Technology & Research

Intel® Technology Journal Home

Volume 11, Issue 04

Multi-Core Software


Intel Technology Journal - Featuring Intel's recent research and development

ISSN 1535-864X DOI 10.1535/itj.1104.08

  • Volume 11
  • Issue 04
  • Published November 15, 2007

Multi-Core Software

  Section 4 of 9  

Accelerating Video Feature Extractions in CBVIR on Multi-Core Systems

OPTIMIZATION AND PARALLELIZATION METHODOLOGY

In this section, we present an optimization and parallelization methodology, characterize different schemes and issues in parallelization, and provide some insights on how to parallelize these video analysis features on a multi-core processor.

Serial Performance Optimization

Before diving into the parallelization study, we first describe several optimization techniques to improve the application's performance. Some optimization can improve both serial and parallel performance. Following we show some widely used techniques we used in a CBVIR application optimization:

  • Generic optimization techniques, like loop optimizations, etc.
  • SIMD optimization to leverage the data-level parallelism (DLP) architecture features provided by the modern processor.
  • Cache-conscious optimization to improve data locality. This is more pronounced for the parallel program due to a reduction of last-level cache misses as well as off-chip bandwidth demands.
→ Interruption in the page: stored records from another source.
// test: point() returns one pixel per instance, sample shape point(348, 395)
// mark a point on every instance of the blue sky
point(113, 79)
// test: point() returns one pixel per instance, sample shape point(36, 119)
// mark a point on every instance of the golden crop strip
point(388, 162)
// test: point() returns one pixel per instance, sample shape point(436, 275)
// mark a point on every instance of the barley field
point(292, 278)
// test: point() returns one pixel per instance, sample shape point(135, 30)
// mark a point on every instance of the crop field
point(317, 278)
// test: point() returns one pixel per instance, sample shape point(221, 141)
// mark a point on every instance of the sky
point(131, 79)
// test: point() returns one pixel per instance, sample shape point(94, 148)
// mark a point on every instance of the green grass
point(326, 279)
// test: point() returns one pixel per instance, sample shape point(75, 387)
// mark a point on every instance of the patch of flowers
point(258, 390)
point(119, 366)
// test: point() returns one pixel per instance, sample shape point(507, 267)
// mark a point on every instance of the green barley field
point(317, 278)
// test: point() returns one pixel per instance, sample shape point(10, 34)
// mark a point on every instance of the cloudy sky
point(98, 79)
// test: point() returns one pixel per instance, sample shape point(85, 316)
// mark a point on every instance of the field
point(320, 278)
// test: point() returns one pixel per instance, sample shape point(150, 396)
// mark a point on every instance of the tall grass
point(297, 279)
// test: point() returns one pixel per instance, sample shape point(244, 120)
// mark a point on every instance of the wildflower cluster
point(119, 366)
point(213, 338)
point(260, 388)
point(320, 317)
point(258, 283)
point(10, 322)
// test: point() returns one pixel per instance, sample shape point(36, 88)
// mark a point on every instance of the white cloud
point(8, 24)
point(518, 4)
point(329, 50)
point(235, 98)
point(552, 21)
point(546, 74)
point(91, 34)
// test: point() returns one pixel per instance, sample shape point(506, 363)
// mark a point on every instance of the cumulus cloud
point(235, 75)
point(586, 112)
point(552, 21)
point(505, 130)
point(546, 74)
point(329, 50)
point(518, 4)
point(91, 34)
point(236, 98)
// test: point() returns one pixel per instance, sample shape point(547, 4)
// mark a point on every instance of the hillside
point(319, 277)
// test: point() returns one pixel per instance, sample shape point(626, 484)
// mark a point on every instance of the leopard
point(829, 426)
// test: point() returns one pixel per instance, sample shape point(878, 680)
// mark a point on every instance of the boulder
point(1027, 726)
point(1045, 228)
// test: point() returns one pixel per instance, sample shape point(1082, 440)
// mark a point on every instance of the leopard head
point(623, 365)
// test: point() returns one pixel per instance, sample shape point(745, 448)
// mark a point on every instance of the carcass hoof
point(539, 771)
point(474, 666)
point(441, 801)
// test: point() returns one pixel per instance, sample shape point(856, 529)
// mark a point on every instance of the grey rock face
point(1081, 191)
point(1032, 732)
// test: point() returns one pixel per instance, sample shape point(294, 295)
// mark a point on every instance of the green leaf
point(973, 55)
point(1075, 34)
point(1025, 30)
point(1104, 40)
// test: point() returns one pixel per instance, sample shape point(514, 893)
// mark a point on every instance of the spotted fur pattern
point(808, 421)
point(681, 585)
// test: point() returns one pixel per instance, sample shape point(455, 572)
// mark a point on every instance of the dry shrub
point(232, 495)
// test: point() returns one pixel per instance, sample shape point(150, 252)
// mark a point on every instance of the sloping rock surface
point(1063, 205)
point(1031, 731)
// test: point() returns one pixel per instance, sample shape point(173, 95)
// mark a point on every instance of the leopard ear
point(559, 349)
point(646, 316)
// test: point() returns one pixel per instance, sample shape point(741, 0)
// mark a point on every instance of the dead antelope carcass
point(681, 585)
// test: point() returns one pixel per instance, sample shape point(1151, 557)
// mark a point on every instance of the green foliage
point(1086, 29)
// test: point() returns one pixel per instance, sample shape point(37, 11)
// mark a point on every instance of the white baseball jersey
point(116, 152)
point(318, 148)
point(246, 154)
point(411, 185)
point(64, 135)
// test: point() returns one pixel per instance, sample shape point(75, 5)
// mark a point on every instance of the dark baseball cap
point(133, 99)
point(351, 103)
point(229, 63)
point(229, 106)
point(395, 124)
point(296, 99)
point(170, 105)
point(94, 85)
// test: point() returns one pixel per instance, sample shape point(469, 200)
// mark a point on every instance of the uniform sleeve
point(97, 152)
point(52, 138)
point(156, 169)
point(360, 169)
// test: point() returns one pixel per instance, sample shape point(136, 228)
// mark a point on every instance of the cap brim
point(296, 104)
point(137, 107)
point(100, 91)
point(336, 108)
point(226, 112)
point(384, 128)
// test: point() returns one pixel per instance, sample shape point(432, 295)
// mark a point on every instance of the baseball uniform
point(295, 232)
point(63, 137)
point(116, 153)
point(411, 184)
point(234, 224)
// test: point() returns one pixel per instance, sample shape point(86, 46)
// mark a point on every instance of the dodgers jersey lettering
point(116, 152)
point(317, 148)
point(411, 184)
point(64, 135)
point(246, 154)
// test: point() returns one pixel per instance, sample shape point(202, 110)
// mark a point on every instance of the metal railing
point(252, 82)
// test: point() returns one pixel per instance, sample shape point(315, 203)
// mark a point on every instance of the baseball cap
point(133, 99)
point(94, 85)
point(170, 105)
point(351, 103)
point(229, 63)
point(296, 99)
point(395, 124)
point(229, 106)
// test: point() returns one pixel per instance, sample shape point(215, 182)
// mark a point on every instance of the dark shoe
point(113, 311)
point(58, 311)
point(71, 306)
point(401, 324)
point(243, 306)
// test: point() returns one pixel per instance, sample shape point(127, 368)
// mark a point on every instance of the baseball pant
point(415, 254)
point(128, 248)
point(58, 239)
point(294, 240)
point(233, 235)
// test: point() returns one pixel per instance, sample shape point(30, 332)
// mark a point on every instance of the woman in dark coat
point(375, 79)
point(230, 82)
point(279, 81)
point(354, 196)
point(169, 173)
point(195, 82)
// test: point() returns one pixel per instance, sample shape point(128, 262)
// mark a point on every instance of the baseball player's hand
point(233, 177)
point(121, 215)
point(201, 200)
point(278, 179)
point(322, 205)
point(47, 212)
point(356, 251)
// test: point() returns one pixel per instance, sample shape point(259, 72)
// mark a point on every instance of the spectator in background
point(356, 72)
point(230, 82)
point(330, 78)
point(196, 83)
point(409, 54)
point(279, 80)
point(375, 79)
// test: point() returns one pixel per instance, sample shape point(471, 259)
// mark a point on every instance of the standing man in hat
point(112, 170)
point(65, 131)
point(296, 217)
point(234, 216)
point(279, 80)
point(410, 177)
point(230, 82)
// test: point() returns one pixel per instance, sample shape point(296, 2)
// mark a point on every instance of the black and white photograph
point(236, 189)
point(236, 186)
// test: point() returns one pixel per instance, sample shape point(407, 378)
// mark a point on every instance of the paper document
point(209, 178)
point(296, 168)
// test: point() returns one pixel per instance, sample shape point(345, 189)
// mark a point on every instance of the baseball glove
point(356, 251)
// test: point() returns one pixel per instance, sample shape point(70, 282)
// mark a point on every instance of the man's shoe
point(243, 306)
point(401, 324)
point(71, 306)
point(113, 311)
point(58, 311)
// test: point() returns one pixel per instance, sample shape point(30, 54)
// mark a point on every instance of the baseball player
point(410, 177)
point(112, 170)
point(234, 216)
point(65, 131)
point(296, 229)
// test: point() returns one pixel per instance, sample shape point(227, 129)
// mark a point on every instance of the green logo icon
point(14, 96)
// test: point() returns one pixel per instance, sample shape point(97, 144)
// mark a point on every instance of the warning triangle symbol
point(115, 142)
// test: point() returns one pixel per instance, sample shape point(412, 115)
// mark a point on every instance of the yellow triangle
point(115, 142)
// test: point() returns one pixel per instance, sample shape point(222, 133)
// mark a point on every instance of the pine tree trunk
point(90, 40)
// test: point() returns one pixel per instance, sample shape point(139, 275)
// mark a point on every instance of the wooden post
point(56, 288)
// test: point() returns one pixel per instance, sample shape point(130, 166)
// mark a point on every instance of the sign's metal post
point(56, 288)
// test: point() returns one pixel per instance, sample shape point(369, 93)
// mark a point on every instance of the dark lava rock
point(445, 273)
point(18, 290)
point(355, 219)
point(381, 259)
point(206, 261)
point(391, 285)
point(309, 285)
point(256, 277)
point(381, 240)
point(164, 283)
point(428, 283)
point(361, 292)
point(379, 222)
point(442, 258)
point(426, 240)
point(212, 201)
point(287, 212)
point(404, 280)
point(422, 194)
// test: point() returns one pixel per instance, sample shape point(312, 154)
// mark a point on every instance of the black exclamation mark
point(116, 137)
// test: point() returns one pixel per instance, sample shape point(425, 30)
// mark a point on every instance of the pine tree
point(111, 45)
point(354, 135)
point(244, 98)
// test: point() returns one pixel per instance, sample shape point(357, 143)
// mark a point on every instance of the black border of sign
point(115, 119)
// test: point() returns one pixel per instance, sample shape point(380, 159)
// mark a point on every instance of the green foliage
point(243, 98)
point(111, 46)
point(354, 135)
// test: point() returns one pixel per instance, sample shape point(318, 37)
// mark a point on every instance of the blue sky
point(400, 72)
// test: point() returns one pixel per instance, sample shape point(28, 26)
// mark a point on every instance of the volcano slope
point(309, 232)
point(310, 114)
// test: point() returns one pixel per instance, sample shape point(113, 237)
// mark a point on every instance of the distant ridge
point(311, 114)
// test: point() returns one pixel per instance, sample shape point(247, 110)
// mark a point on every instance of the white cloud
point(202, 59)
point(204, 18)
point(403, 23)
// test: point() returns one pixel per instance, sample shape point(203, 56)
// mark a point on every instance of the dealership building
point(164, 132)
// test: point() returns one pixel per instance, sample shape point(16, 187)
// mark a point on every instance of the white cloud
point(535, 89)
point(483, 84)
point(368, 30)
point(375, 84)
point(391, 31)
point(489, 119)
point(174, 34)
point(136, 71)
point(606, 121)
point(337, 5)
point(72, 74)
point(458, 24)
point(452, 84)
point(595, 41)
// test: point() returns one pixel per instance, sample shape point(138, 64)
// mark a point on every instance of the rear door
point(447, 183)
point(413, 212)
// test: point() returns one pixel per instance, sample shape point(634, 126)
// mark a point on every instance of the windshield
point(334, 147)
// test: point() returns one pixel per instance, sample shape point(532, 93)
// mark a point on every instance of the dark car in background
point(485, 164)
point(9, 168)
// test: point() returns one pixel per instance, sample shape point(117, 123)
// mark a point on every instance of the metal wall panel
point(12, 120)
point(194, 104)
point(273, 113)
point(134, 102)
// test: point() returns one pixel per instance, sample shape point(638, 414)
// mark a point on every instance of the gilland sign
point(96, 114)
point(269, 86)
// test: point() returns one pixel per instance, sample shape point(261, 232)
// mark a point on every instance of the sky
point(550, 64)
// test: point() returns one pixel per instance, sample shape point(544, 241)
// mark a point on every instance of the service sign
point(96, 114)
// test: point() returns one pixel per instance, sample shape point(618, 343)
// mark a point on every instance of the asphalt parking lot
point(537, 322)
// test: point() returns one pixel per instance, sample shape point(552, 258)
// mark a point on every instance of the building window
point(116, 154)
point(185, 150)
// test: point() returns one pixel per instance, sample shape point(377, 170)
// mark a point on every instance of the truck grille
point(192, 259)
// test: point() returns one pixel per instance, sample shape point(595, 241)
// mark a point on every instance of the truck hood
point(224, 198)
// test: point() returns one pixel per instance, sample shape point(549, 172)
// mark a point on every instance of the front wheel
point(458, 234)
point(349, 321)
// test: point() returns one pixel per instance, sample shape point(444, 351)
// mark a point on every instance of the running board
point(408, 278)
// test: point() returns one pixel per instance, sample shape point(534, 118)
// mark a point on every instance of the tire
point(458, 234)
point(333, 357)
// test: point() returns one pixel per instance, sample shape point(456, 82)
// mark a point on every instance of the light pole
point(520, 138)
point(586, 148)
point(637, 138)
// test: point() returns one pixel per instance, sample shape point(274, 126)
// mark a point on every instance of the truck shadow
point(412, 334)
Besides manual code optimization, we also extensively use Intel® performance libraries to improve performance. The libraries include the Intel® Performance Primitives (IPP) [16] and the Intel® Math Kernel Library (MKL) [17]. For example, Gabor features use the function fftwf_execute to execute discrete Fourier transform for Gabor filters. To achieve better performance we modify the linked library from the open sourced FFTW library to the Intel MKL. The FFTs in the MKL are highly optimized for the latest Intel dual-core and quad-core processors and can provide significant performance gains over alternative libraries for medium and large transform sizes.

Parallelism and Parallel Scheme Study

Usually, thread-level parallelism can be exploited in different ways. There are two primary decomposition methods in the design of a parallel program, i.e., data decomposition and task decomposition methods. The former divides the computations among multiple threads based on the different sections of data. The latter operates on a set of tasks that can run in parallel. Both types of parallelism can be used in the same program and no one method is always better than the other. However, in a CBVIR system, the majority of the work is conducted on 2-D images, which have abundant data parallelism at the picture-level, row-level, and even pixel-level. The selection of data parallelism is a natural choice to make use of the inherent parallelism. Further, to meet the real-time processing capability for these on-line video applications, it is important to extract the fine-grained parallelism within each image instead of exploiting the coarse-grained parallelism at the frame level.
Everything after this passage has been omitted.